Reflection Questions
- 1.Are you waiting for safe conditions before obeying God's sending? How does this verse challenge that?
- 2.Have you experienced being 'delivered' in the middle of the danger rather than before it?
- 3.What does it mean that the people you're sent to are often the people most hostile to your message?
- 4.How does Paul's commission — received on a road, mid-crisis — change your expectations about how callings arrive?
Devotional
Jesus sends Paul to the exact people He'll have to rescue him from. The same sentence that says "I'm sending you" says "I'm delivering you" — because the destination and the danger are the same address.
That's the nature of every genuine calling. God doesn't send you to safe places. He sends you to the places that need you — which are, by definition, the places that will resist you. The people who most need the light are the people most hostile to the one carrying it. And God's response isn't to redirect you to somewhere easier. It's to promise deliverance in the middle of the danger.
"Delivering thee." Present tense, ongoing. Not a one-time rescue at the start. Continuous extraction from continuous threat. Paul would be beaten, stoned, shipwrecked, imprisoned, and bitten by a snake. Each time — delivered. Not preventatively. Experientially. In the middle of the thing that should have killed him, the promise held.

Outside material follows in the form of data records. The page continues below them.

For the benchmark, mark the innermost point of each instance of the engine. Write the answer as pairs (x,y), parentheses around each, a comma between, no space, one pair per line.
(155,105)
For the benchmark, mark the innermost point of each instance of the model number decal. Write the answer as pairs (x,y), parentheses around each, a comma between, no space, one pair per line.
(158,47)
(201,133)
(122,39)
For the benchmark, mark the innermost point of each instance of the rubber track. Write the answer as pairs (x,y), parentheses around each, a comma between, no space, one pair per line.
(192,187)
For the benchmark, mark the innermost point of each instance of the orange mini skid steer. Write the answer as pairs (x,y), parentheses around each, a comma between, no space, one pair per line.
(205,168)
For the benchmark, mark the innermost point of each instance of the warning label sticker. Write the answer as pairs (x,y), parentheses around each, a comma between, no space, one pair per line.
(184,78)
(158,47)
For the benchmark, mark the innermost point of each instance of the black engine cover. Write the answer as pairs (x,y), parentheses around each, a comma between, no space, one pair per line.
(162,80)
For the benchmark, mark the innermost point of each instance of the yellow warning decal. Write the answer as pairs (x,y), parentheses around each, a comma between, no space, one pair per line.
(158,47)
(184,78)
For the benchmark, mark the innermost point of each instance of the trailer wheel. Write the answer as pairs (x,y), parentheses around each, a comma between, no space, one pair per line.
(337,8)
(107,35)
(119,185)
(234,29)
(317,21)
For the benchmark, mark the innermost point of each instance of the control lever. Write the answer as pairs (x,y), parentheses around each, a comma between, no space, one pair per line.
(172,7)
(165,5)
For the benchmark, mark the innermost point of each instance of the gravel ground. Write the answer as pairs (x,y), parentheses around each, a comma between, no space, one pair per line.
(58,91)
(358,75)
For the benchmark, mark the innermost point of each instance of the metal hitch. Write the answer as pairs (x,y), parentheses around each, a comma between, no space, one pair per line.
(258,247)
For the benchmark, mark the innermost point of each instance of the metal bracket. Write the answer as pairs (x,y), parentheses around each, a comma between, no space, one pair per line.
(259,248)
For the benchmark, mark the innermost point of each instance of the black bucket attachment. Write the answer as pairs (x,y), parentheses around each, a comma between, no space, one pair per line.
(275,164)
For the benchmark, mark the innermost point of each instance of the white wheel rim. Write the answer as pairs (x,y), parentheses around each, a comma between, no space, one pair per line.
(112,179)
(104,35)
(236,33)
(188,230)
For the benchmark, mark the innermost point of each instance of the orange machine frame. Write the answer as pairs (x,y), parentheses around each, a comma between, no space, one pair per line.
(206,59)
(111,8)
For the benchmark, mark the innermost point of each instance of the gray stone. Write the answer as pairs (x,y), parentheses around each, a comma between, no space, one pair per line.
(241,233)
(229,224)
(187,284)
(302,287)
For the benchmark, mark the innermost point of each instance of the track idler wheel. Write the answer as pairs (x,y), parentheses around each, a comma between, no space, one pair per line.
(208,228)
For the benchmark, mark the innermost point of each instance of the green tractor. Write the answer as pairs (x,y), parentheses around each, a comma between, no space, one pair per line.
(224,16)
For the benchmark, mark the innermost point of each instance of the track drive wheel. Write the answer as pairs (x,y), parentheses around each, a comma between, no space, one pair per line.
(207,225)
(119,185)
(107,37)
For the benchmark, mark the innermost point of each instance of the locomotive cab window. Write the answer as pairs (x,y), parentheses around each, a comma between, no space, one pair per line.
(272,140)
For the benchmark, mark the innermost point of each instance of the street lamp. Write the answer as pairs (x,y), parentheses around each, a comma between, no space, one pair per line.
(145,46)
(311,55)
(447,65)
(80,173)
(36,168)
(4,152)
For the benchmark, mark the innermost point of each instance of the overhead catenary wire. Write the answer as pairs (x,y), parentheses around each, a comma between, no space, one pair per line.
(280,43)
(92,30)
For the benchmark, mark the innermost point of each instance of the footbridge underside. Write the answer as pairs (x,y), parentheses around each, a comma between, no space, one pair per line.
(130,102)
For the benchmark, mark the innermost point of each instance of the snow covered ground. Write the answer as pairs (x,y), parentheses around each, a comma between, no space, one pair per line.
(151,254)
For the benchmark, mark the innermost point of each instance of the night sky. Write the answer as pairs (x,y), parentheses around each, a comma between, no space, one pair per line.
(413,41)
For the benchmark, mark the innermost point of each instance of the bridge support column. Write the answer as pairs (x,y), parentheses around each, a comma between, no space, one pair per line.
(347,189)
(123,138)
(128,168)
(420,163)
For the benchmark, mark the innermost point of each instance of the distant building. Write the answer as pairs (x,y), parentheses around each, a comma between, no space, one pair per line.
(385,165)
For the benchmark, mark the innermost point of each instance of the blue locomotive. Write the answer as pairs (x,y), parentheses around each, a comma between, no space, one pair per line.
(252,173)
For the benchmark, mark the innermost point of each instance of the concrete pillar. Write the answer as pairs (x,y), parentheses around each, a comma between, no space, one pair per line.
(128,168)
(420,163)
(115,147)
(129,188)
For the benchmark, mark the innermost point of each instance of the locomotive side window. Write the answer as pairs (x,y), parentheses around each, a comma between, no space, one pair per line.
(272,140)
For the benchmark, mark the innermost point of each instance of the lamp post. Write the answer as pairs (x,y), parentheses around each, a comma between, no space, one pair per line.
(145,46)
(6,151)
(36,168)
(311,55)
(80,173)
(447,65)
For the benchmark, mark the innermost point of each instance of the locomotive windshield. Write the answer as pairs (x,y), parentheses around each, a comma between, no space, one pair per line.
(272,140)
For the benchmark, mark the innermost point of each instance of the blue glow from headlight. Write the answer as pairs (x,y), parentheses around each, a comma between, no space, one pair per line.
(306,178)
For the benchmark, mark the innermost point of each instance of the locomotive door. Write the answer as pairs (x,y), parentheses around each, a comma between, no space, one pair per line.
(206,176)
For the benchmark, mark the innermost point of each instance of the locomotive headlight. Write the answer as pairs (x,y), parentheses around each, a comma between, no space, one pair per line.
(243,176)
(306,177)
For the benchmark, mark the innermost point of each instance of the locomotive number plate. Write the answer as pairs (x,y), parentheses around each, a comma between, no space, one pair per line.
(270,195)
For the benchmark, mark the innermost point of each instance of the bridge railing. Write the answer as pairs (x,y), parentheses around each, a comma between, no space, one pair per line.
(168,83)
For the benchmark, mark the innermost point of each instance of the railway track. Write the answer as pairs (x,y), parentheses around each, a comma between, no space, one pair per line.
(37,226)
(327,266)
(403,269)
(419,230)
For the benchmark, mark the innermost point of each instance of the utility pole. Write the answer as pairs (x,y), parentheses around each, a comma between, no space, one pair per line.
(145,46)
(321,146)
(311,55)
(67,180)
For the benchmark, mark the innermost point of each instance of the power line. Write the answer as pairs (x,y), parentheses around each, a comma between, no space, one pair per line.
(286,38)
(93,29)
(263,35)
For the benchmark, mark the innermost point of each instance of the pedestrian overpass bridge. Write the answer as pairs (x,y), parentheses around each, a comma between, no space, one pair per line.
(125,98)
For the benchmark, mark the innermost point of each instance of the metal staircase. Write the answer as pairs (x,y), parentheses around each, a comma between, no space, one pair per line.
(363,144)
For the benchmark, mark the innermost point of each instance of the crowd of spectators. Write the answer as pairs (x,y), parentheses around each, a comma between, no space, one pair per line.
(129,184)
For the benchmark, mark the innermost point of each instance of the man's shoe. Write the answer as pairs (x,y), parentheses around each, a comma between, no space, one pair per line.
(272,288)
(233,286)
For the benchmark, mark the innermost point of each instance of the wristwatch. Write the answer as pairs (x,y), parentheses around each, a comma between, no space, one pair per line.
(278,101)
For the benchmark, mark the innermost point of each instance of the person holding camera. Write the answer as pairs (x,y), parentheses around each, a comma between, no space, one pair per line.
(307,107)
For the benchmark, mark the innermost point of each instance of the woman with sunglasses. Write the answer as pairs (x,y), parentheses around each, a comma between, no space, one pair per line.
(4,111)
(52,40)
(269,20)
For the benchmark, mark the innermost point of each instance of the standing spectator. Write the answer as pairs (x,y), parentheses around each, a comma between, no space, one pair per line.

"Unto whom now I send thee." The sending is now. Not after preparation. Not after seminary. Not after you've figured out all the answers. Now. Jesus commissioned Paul on a road, mid-journey, before he even had time to process what had happened. The calling doesn't wait until you're ready. It arrives and says: go. I'll deliver you along the way.
If you're waiting for safety before you obey — waiting until the threat subsides, until the conditions improve, until you feel qualified — this verse says the sending and the delivering happen simultaneously. You don't get delivered first and then sent. You get sent, and the delivering follows.
Commentary
Trusted original commentary from respected historical Bible scholars and theologians.
Delivering thee from the people,.... That is, the people of the Jews, as they are distinguished from the Gentiles; and…
Delivering thee from the people - From the Jewish people. This implied that he would be persecuted by them, and that the…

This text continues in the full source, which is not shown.